France, one of Assad's fiercest critics, was the first
Western power to provide non-lethal military aid to rebels. It
has been a vocal critic of United States policy on Syria since
President Barack Obama backed down from launching air strikes
following suspected chemical attacks last year.
Syria agreed to hand over its entire chemical weapons
stockpile after hundreds were killed in a sarin gas attack near
Damascus. But Assad has denied using chemical weapons.
In a daily briefing to reporters, French foreign ministry
spokesman Romain Nadal said Paris, which has been examining
about 14 samples for several weeks, would continue to do so in
coordination with other nations.
"Given that ... chlorine which is widely used for civilian
purposes is very volatile, the results of the analysis may not
necessarily prove to be conclusive, (and) will need to be
complemented with other information," Nadal said.
A French diplomatic source said among complementary
information being studied was communication between Syrian
officials, pieces of debris suspected to have been used in
launching chlorine gas and medical evidence from people reported
to have been affected by a gas.
"If there is no smoking gun, you need to put all the pieces
of the puzzle together," said the source, adding that Paris was
working with its main allies United States and Britain on
building an exact picture of what happened.
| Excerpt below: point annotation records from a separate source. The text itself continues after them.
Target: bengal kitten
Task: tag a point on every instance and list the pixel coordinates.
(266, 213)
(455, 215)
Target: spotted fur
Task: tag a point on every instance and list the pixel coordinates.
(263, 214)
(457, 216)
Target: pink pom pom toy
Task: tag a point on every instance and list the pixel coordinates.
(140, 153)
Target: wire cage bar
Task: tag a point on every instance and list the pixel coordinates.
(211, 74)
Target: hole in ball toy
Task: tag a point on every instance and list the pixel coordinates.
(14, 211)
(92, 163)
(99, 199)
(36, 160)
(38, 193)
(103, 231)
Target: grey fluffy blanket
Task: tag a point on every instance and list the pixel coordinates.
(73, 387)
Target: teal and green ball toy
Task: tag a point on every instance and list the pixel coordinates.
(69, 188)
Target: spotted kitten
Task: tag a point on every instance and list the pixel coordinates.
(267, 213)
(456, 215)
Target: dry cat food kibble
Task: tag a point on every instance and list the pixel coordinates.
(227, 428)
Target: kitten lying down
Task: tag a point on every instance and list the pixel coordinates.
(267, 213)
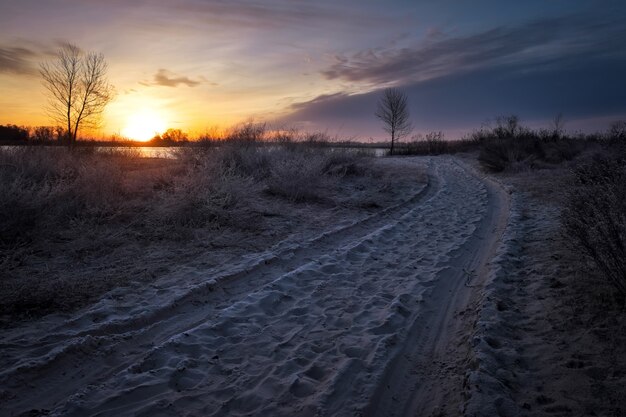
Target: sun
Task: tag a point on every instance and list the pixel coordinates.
(143, 126)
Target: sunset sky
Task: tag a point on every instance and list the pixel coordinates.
(196, 64)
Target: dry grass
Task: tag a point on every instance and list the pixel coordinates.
(77, 224)
(594, 217)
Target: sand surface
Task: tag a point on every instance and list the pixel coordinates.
(368, 318)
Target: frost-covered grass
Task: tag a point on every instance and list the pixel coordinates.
(76, 224)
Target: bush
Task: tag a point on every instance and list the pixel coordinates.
(595, 216)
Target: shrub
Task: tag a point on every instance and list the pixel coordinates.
(595, 216)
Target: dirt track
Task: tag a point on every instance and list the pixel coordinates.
(372, 318)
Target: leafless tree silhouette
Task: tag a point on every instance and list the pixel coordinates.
(78, 88)
(393, 111)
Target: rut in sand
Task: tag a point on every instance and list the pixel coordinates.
(317, 328)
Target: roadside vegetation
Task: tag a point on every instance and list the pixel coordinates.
(78, 223)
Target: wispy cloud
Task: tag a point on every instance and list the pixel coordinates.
(546, 39)
(165, 78)
(17, 60)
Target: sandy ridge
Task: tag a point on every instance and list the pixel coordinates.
(426, 378)
(310, 332)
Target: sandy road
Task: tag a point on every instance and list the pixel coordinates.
(359, 320)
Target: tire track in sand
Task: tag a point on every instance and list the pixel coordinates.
(309, 335)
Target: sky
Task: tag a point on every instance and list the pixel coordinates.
(198, 65)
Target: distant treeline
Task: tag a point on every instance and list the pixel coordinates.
(246, 133)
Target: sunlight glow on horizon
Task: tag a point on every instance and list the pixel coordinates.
(144, 125)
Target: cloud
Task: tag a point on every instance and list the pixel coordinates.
(17, 60)
(536, 41)
(465, 100)
(166, 78)
(272, 14)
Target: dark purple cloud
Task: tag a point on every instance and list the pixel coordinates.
(534, 42)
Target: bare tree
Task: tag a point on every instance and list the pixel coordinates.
(78, 88)
(394, 112)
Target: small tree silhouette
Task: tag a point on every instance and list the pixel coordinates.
(393, 111)
(78, 88)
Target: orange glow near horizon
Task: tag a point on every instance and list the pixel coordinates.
(144, 125)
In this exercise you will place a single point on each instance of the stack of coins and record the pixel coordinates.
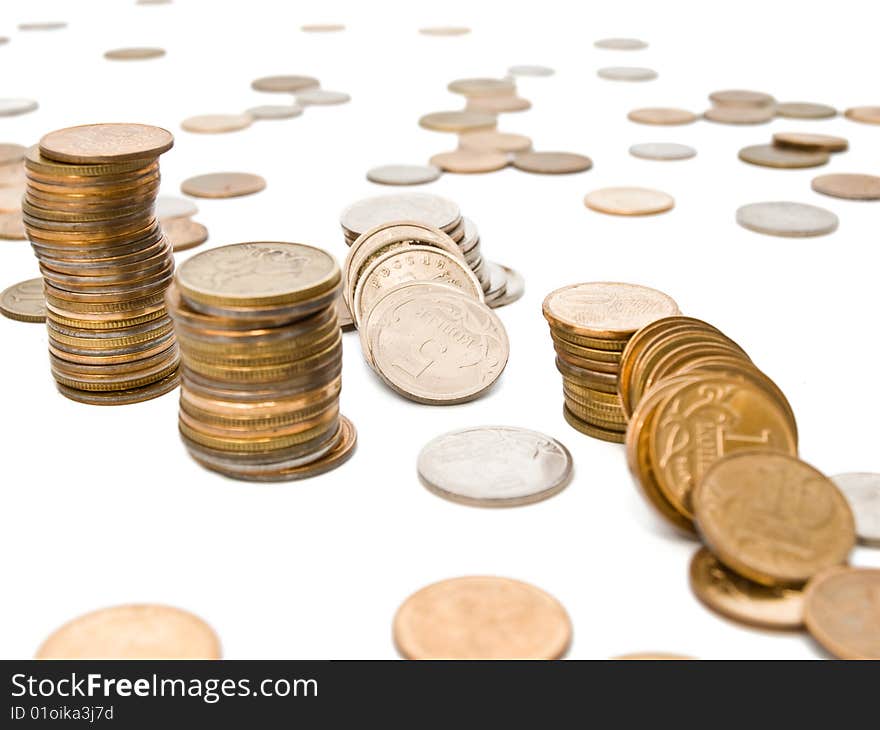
(89, 214)
(261, 353)
(424, 326)
(590, 325)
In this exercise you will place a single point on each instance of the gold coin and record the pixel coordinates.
(133, 632)
(481, 617)
(772, 518)
(731, 595)
(842, 612)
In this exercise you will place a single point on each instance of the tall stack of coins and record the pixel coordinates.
(89, 214)
(590, 325)
(261, 354)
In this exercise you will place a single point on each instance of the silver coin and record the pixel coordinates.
(782, 218)
(403, 174)
(627, 73)
(862, 491)
(662, 151)
(495, 466)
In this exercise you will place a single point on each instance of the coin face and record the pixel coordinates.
(772, 518)
(862, 491)
(842, 613)
(481, 617)
(24, 301)
(629, 201)
(494, 466)
(783, 218)
(849, 186)
(552, 163)
(223, 185)
(722, 590)
(133, 632)
(434, 345)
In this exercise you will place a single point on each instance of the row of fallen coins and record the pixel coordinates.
(261, 361)
(590, 325)
(89, 214)
(500, 284)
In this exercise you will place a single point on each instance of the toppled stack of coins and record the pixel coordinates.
(88, 211)
(424, 326)
(261, 357)
(590, 325)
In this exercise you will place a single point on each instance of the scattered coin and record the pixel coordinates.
(133, 632)
(862, 491)
(223, 185)
(783, 218)
(849, 186)
(495, 466)
(662, 151)
(722, 590)
(481, 617)
(24, 301)
(552, 163)
(629, 201)
(627, 73)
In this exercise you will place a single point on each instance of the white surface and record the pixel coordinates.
(103, 506)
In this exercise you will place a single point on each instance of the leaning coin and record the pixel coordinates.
(495, 466)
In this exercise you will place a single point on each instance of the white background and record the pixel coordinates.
(103, 506)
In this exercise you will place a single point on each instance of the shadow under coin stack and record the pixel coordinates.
(261, 356)
(88, 211)
(590, 325)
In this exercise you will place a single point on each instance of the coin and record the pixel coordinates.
(495, 466)
(627, 73)
(552, 163)
(24, 301)
(735, 597)
(217, 123)
(481, 617)
(768, 155)
(848, 186)
(662, 115)
(629, 201)
(841, 612)
(223, 185)
(133, 632)
(470, 161)
(403, 174)
(662, 151)
(862, 491)
(782, 218)
(772, 518)
(458, 121)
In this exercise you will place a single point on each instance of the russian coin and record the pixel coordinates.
(629, 201)
(841, 612)
(849, 186)
(133, 632)
(481, 617)
(862, 491)
(772, 518)
(783, 218)
(403, 174)
(722, 590)
(223, 185)
(495, 466)
(24, 301)
(552, 163)
(662, 151)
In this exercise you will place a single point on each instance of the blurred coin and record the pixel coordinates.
(223, 185)
(782, 218)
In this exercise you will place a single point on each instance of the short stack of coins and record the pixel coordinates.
(261, 354)
(89, 214)
(591, 324)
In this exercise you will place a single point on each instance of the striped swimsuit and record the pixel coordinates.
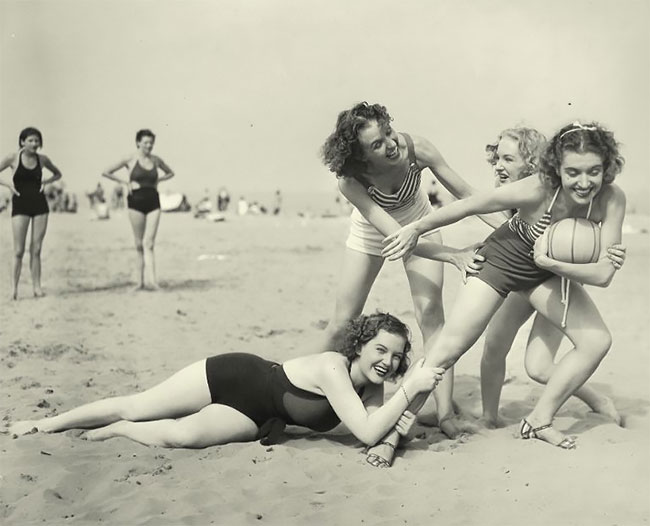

Another alleged chlorine attack took place on May 22 the day
that Russia and China vetoed a French-drafted resolution to
refer the situation in Syria to the International Criminal Court
for possible prosecution of war crimes and crimes against
Chlorine is likely to be less lethal than sarin but its use
as a weapon is illegal under a global chemical weapons
convention signed by Syria.
Its use would also breach the terms of a deal last year
between Washington and Moscow, itself now weeks behind schedule,
aimed at ridding Syria of its chemical arsenal.
Syria did not declare chlorine as part of its stockpile,
further complicating the action to rid Assad of chemical arms.
"We must increase our pressure on the Damascus regime and
its backers to put a definitive end to the chemical threat that
it places on its population," Nadal said.